Monitor CPU, memory, and disk usage across multiple home lab servers from a single dashboard.
Track individual Docker container performance and resource consumption in real time.
Set up alerts to notify you when disk space runs low or CPU usage spikes on production systems.
Back up monitoring data to S3-compatible cloud storage for long-term retention and compliance.
Requires Docker for containerization and OAuth2 provider configuration for authentication.

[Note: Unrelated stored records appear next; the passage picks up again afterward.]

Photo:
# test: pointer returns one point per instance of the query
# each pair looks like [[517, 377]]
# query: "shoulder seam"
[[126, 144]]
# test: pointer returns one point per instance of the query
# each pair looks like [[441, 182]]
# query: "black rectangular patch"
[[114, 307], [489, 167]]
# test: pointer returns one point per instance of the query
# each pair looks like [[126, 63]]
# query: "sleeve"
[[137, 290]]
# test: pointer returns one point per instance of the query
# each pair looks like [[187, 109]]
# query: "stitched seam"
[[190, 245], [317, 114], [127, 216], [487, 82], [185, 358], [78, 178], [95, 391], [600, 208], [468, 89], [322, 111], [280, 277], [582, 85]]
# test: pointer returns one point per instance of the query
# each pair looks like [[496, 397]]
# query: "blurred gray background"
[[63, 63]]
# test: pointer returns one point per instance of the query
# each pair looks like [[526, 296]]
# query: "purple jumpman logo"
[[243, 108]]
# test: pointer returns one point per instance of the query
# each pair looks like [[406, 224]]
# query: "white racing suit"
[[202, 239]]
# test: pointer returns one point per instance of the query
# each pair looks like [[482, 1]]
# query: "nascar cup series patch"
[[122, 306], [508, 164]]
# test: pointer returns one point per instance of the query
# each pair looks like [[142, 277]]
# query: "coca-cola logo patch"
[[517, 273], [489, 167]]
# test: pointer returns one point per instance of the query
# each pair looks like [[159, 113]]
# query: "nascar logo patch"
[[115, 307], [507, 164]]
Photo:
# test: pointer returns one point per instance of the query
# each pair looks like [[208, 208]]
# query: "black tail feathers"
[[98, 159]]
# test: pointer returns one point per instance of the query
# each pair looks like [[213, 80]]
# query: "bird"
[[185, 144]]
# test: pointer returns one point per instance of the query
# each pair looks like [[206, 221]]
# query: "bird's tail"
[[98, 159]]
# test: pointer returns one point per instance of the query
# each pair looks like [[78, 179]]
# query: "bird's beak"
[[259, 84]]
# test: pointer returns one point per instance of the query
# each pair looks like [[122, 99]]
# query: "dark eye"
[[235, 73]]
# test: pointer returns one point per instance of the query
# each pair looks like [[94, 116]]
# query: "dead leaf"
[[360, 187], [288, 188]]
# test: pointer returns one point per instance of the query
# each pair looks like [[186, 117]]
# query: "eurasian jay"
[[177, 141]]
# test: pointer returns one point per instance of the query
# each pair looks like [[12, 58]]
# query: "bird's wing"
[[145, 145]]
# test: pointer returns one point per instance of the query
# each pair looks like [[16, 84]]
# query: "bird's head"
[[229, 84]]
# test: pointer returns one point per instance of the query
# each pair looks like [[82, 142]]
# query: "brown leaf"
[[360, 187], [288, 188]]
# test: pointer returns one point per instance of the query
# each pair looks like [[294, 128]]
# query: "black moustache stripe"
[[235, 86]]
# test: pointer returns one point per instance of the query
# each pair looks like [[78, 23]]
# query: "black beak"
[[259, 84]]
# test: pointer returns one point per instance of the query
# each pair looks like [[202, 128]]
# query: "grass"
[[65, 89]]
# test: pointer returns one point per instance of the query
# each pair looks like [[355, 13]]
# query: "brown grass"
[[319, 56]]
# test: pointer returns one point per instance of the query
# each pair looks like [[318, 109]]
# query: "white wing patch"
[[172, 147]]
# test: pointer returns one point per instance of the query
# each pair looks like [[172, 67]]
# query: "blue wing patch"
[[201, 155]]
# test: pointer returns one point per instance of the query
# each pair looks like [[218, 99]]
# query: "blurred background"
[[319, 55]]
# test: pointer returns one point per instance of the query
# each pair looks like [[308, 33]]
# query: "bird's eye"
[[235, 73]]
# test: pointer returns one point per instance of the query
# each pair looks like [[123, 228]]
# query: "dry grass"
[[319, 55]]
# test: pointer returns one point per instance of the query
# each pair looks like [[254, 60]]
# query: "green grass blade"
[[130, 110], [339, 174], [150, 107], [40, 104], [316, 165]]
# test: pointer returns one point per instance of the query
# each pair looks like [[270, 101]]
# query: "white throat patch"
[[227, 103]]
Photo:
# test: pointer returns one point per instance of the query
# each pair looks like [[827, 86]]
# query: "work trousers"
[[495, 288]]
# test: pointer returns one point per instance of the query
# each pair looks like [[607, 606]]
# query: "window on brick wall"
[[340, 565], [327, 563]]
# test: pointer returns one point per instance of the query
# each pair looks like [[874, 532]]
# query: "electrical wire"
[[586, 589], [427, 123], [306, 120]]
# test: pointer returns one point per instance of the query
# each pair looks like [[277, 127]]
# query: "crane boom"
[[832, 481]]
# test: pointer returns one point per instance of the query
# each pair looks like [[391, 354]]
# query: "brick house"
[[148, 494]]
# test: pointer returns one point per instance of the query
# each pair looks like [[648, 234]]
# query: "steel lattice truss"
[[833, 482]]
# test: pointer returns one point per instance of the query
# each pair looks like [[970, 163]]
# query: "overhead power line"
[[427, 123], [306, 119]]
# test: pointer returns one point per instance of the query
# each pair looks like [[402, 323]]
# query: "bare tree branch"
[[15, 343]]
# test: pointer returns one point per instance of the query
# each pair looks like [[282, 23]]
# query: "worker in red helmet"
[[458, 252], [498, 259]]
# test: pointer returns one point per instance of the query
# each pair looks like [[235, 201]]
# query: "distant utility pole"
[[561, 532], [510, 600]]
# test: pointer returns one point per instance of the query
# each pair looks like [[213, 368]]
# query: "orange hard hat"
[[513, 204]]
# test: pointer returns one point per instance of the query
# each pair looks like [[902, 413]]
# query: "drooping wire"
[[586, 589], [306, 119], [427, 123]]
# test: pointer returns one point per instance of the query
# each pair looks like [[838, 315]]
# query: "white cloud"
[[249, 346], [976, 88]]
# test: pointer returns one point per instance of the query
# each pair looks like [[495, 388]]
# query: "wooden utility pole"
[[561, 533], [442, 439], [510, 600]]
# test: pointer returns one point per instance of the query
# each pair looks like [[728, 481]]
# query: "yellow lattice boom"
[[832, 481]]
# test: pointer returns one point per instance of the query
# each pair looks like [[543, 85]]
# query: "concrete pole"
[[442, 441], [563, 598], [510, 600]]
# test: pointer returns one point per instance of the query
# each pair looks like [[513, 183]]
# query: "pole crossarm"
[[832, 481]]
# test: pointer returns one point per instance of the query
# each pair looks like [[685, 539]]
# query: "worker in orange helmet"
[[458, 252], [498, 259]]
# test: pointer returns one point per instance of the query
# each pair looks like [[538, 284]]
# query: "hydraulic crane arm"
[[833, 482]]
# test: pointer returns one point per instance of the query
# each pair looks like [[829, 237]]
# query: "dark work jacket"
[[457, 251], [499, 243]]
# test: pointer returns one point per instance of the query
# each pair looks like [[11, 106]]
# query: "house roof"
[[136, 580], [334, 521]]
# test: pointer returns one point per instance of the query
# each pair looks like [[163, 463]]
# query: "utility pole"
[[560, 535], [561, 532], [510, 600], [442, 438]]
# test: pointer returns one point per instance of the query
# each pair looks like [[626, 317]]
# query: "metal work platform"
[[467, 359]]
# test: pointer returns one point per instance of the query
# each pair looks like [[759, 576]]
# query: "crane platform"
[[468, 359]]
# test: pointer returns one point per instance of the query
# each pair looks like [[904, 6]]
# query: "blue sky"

Beszel is a lightweight self-hosted tool for monitoring servers. If you run one or more servers, whether personal machines, home lab setups, or small production systems, Beszel gives you a web dashboard where you can see at a glance how each server is performing: CPU usage, memory, disk usage and read/write speed, network traffic, system temperature, and more. It also tracks Docker containers (packaged apps running in isolated environments) individually, showing their CPU, memory, and network usage over time. The system is built around two components. The hub is the central web application you visit in your browser to see all your server metrics. The agent is a small program you install on each server you want to monitor; it collects the metrics locally and sends them back to the hub. This hub-and-agent design means you only need a web browser to view data, and the agents running on your servers stay small and unobtrusive. Beyond basic monitoring, Beszel supports configurable alerts so you can be notified when something goes wrong, such as CPU usage spiking or a disk filling up. It can back up its own data to a local folder or to S3-compatible cloud storage (a common standard for object storage). It supports multiple users, with each user managing their own systems, and administrators able to share systems across users. Login can be handled by username and password or via OAuth2, a standard sign-in method that lets you use an existing account from another provider. You would use Beszel when you want a simple, low-resource way to keep an eye on one or more servers without complex setup. It is written in Go and licensed under the MIT license.
Generated 2026-05-18 · Model: sonnet-4-6 · Verify against the repo before relying on details.